The following compositing operators add blending of source and destination colors beyond the base 12 Porter-Duff operations. The behavior of these operators necessitates clamping of the output values after compositing.

Plus
The source is added to the destination and replaces the destination. This operator is useful for animating a dissolve between two images.

Multiply
The source is multiplied by the destination and replaces the destination. The resultant color is always at least as dark as either of the two constituent colors. Multiplying any color with black produces black. Multiplying any color with white leaves the original color unchanged.


Screen
The source and destination are complemented and then multiplied and then replace the destination.

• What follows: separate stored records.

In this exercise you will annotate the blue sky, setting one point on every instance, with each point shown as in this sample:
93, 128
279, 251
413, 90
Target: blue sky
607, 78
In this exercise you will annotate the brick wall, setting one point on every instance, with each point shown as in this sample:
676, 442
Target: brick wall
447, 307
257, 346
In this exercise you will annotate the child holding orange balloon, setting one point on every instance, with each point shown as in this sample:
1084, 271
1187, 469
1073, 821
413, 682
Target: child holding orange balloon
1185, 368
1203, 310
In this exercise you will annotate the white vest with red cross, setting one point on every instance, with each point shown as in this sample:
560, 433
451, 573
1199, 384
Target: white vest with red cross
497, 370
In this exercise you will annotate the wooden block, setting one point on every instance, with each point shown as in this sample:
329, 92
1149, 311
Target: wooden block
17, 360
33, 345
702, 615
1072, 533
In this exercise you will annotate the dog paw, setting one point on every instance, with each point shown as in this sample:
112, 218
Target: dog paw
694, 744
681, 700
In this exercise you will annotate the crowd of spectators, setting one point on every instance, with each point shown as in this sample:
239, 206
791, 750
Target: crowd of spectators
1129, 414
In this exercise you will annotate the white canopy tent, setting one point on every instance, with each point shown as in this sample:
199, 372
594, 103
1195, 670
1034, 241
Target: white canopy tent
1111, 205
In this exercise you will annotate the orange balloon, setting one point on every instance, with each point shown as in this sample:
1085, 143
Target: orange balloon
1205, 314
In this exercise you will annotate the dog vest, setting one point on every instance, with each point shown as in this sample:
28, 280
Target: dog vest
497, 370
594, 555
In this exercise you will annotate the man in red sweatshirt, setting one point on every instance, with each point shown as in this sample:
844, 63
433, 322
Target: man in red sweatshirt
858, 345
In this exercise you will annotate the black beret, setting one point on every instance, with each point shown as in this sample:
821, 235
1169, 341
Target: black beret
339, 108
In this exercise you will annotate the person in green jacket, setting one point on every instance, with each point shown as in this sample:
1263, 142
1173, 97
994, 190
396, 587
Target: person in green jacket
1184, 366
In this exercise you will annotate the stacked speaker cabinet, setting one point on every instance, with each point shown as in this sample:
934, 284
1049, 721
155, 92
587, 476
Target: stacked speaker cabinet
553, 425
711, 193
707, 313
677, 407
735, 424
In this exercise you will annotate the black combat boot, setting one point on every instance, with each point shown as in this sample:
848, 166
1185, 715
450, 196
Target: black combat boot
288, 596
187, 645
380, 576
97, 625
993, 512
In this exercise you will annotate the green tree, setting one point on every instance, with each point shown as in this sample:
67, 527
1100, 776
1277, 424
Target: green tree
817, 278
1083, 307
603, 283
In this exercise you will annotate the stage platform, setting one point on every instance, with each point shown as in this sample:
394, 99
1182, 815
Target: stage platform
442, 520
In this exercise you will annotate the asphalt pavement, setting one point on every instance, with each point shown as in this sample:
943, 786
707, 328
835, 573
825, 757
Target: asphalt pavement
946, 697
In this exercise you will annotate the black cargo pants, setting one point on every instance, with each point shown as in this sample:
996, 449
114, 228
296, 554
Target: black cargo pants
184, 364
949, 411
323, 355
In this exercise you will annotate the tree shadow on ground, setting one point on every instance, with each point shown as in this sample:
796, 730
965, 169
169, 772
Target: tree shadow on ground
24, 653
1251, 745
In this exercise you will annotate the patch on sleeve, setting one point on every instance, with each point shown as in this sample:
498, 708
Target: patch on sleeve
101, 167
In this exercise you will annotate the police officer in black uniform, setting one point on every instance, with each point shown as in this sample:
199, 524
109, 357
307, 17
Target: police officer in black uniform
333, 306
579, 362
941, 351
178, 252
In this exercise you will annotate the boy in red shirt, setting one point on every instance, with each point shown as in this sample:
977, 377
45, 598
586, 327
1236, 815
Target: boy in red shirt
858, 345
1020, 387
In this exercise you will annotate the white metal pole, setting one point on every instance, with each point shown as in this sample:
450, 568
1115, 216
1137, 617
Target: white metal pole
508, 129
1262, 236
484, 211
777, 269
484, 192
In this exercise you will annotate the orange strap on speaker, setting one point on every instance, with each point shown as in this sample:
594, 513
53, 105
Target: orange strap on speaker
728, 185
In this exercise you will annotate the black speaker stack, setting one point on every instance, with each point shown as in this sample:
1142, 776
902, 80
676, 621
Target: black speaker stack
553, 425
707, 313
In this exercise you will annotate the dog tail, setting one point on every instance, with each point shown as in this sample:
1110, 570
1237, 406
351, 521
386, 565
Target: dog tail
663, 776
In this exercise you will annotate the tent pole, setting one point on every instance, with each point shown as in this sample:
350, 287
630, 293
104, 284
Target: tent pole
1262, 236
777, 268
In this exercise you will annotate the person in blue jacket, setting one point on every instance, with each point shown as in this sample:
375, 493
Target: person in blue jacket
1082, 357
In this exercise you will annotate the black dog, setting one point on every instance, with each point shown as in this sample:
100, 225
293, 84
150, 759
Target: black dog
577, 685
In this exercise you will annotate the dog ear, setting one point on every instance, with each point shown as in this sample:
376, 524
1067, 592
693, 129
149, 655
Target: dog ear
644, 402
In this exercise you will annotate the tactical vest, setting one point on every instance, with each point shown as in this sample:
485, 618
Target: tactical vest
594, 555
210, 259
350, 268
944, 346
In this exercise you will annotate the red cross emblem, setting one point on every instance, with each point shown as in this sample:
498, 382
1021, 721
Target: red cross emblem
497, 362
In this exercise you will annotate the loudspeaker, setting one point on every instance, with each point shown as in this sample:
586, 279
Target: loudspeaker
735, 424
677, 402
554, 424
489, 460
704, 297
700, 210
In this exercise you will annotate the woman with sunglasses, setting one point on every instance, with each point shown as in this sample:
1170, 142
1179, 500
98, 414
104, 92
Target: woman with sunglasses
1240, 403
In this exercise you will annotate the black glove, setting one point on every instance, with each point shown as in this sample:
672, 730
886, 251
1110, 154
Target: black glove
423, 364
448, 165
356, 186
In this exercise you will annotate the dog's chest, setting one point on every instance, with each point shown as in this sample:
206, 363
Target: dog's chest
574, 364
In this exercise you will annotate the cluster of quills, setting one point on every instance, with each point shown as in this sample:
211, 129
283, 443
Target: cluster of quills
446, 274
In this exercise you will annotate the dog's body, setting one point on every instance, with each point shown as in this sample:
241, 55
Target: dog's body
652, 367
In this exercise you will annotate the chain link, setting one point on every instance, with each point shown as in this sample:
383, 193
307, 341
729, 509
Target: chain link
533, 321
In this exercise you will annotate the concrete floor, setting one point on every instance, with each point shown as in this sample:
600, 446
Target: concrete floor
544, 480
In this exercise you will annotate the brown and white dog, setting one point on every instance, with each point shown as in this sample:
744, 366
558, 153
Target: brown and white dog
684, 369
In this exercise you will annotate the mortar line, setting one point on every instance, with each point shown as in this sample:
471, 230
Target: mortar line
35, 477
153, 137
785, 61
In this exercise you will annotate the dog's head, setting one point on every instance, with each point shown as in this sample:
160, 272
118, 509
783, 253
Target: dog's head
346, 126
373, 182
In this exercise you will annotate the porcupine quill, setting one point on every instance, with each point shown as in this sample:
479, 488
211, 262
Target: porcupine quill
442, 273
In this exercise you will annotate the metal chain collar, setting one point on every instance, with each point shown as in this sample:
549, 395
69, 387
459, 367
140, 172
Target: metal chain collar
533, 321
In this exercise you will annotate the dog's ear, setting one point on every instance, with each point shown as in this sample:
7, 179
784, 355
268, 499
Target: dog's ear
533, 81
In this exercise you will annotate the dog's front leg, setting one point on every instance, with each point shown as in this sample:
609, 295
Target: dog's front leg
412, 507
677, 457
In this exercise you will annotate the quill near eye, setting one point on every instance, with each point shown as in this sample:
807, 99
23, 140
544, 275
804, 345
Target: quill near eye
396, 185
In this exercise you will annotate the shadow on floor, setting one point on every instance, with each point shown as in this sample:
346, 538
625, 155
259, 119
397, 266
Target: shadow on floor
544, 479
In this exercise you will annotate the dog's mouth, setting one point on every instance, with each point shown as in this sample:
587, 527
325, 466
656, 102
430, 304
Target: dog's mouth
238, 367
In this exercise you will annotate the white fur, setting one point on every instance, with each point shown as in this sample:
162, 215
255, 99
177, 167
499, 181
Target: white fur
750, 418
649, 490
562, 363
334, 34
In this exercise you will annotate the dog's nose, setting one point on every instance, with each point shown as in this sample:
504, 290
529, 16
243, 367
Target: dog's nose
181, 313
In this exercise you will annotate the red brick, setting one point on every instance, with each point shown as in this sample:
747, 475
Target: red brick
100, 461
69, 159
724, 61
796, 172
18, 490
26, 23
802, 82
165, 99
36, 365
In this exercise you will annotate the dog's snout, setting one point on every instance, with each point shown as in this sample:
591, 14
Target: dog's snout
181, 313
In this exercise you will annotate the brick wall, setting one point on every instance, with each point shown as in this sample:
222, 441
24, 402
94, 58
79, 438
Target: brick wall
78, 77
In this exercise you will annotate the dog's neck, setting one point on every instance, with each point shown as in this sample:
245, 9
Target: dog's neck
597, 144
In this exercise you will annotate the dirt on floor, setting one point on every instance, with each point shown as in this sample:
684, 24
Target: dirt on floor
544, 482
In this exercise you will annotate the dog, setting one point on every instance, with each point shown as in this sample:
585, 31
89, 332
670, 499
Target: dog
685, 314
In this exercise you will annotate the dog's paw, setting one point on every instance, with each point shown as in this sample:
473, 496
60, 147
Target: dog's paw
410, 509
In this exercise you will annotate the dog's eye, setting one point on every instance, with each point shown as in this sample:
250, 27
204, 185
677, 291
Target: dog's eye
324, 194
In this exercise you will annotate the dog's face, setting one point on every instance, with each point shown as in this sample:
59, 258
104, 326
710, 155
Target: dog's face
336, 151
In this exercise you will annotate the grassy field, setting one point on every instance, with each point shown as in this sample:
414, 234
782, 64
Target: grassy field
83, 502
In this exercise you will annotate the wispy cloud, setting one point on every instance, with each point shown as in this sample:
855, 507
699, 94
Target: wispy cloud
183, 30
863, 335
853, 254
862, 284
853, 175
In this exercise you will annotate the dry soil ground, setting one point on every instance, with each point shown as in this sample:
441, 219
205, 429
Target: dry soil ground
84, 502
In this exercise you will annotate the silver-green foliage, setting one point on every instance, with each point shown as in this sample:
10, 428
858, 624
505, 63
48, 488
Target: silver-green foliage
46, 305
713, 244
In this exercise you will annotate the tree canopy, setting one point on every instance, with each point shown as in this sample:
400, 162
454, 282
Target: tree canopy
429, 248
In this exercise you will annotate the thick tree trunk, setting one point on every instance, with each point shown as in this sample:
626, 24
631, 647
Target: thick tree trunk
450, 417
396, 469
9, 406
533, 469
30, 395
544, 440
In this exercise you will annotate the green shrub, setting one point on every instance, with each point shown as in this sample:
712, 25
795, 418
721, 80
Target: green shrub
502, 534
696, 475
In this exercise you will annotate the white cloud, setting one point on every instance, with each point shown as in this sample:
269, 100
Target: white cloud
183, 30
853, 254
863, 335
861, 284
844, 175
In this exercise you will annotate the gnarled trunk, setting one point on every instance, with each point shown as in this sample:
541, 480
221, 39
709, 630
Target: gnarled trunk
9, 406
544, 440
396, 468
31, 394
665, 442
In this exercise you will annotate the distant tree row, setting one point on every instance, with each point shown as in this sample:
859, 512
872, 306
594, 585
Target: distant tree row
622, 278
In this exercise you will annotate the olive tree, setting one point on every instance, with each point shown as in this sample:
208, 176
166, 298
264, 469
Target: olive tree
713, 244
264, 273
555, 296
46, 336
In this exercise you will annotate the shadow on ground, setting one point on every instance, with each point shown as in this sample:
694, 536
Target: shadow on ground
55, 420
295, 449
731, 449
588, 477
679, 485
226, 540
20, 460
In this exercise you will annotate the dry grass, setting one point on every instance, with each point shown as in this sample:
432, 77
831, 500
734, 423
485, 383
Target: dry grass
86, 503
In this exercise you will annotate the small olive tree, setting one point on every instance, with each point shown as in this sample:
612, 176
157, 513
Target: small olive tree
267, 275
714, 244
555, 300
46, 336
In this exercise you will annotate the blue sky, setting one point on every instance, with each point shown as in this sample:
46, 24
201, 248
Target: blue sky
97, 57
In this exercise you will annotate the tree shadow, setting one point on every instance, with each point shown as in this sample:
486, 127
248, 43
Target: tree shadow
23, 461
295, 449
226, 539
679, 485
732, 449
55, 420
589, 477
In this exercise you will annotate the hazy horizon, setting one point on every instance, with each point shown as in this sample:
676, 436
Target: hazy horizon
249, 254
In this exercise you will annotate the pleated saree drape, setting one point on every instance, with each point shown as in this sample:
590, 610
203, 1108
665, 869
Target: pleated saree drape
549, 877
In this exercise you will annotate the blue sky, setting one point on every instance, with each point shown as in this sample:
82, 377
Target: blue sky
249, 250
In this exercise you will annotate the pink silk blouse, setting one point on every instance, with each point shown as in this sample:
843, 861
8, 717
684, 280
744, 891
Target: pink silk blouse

The resultant color is always at least as light as either of the two constituent colors. Screening any color with white produces white. Screening any color with black leaves the original color unchanged.


Overlay
Multiplies or screens the colors, dependent on the destination color. Source colors overlay the destination whilst preserving its highlights and shadows. The destination color is not replaced, but is mixed with the source color to reflect the lightness or darkness of the destination.

Darken
Selects the darker of the destination and source colors. The destination is replaced with the source when the source is darker, otherwise it is left unchanged.

Lighten
Selects the lighter of the destination and source colors. The destination is replaced with the source when the source is lighter, otherwise it is left unchanged.

ColorDodge
Brightens the destination color to reflect the source color. Painting with black produces no change.

ColorBurn
Darkens the destination color to reflect the source color. Painting with white produces no change.

HardLight
Multiplies or screens the colors, dependent on the source color value. If the source color is lighter than 0.5, the destination is lightened as if it were screened. If the source color is darker than 0.5, the destination is darkened, as if it were multiplied. The degree of lightening or darkening is proportional to the difference between the source color and 0.5. If it is equal to 0.5 the destination is unchanged. Painting with pure black or white produces black or white.

SoftLight
Darkens or lightens the colors, dependent on the source color value. If the source color is lighter than 0.5, the destination is lightened. If the source color is darker than 0.5, the destination is darkened, as if it were burned in. The degree of darkening or lightening is proportional to the difference between the source color and 0.5. If it is equal to 0.5, the destination is unchanged. Painting with pure black or white produces a distinctly darker or lighter area, but does not result in pure black or white.

Difference
Subtracts the darker of the two constituent colors from the lighter. Painting with white inverts the destination color. Painting with black produces no change.

Exclusion
Produces an effect similar to that of 'difference', but appears as lower contrast. Painting with white inverts the destination color. Painting with black produces no change.

The image compositor requires a matte, or alpha channel in the image for some operations. This extra channel usually defines a mask which represents a sort of a cookie-cutter for the image. This is the case when matte is 255 (full coverage) for pixels inside the shape, zero outside, and between zero and 255 on the boundary. For certain operations, if image does not have an matte channel, it is initialized with 0 for any pixel matching in color to pixel location (0,0), otherwise 255. properly borderwidth must be 0).